Не видя каких-то других возможностей выразить свое негодование, Василий и повелел тогда Киприану больше не усердствовать[62] на молитве, так сказав:
— Мы имеем церковь, а царя не имеем и знать не хотим!
Опрометчиво, неосторожно поступил Василий. Что бы задуматься ему: почему не шли на такой шаг до него великие пращуры, даже и отец, самовольно решавший вопрос о поставлении митрополитов?
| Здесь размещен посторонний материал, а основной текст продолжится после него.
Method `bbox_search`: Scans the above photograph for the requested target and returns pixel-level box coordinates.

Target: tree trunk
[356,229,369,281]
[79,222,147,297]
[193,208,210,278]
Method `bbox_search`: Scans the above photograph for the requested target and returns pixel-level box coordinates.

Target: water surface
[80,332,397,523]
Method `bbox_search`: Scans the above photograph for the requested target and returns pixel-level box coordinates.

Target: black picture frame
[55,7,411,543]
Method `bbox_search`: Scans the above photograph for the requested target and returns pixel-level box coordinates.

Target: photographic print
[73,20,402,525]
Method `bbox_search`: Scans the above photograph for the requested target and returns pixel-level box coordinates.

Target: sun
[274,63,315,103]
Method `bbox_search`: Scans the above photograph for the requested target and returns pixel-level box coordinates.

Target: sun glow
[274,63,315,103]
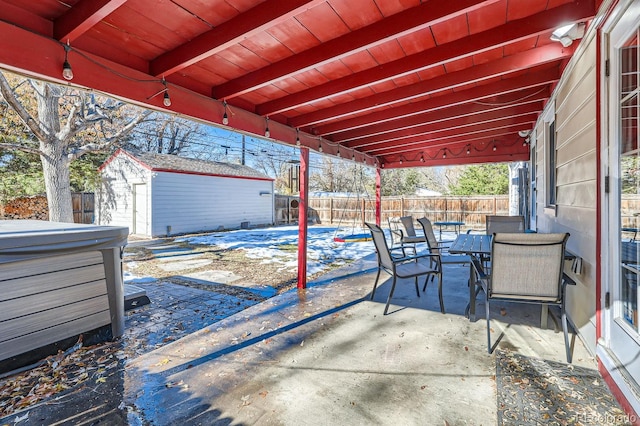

И Киприан, всегда такой несговорчивый, не остерег, послушно исполнил волю его.
Кто-то, а может, то и сам Киприан — темна вода во облацех воздушных! — донес слова Василия до ушей константинопольского патриарха Антония[63]. Тот пришел в великий гнев, который высказал в присланной в Москву грамоте.
«Святой царь, — читал Василий, не соглашаясь уже с этими двумя словами о царе константинопольском Мануиле, ибо, на его взгляд, все цари — люди светские, мирские, какие бы заслуги и добродетели ни имели, — занимает высокое место в церкви; он не то что другие поместные князья и государи…» Обличая великого князя московского за его греко-ненавидение, Антоний писал: «… за что пренебрегаешь ты меня — патриарха — и вовсе не воздаешь мне чести, которую воздавали предки твои, великие князья, — презираешь и меня и людей, которых я посылаю к вам, так что они совсем не имеют у вас чести и места, которые всегда имели люди патриаршие?.. Со скорбью слышу еще, что и о державнейшем и святом моем самодержце позволяешь себе некоторые предосудительные речи; доносят мне, что препятствуешь митрополиту — что есть дело совершенно невозможное — поминать имя царя в диптихах и что говоришь: «…церковь-де имеем, а царя не имеем и нисколько о нем не помышляем». А в заключение патриарх поучал великого князя, что великий грех презирать его — патриарха, который представляет собою Христа, и что император греческий имеет великое право на уважение по своему исключительному положению в церкви и по своим исключительным заслугам перед ней.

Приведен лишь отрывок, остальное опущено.